Em muitos casos acredita-se que quando se é freelancer, há liberdade. O que pode ser uma ideia longe da realidade. Já que o designer independente também tem custos e necessidades por suprir. O que ele faz quando aparece uma oportunidade? Agarra. É uma clara situação de olhar para as suas necessidades, e enquanto as tiver, os valores morais, os princípios que regem a conduta humana estarão sempre em risco de serem atropelados pela necessidade humana. “A questão principal parece ser: como os designers, podem se tornar menos dependentes de seus empregadores, para que possam criar condições mais favoráveis ??para sustentar carreiras éticas?
Se você é um designer, seu primeiro pensamento ao ler essa pergunta pode ter sido “freelancer”. Uma crença popular na comunidade de design é que “freelancer” é sinónimo de “liberdade”, enquanto “in-house” é sinónimo de “liberdade”. Mas, depois de marcar incontáveis ??horas em ambos os modos de trabalho, eu não usaria as palavras “livre” ou “seguro” para descrever qualquer uma delas.”
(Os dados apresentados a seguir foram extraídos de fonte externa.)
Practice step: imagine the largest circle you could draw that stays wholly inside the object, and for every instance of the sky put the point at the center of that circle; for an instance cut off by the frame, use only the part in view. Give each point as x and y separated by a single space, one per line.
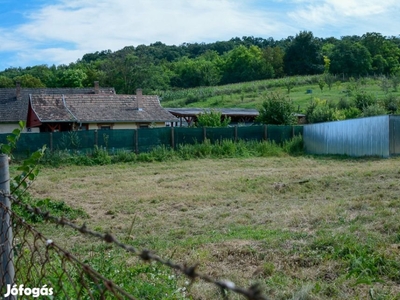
47 32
Que lugar queremos dar a ética no dia – a – dia da nossa prática profissional? Morremos à fome ou pisamos nos valores morais, que parecem nos dignificar como humanos, como pessoas, como cidadãos. Permanecermos em grandes agências ou simplesmente arriscamos em trabalhar de forma independente a procura de uma tal suposta liberdade? Entre a possibilidade e impossibilidade, vale a pena manter a ética?
1 Unidade de moeda moçambicana.
2 Membro da Medium desde 2017. Director de design da divisão de educação da Scholastic. Escreve ensaios sobre teoria e prática de design para o Design Observer. Leitor voraz.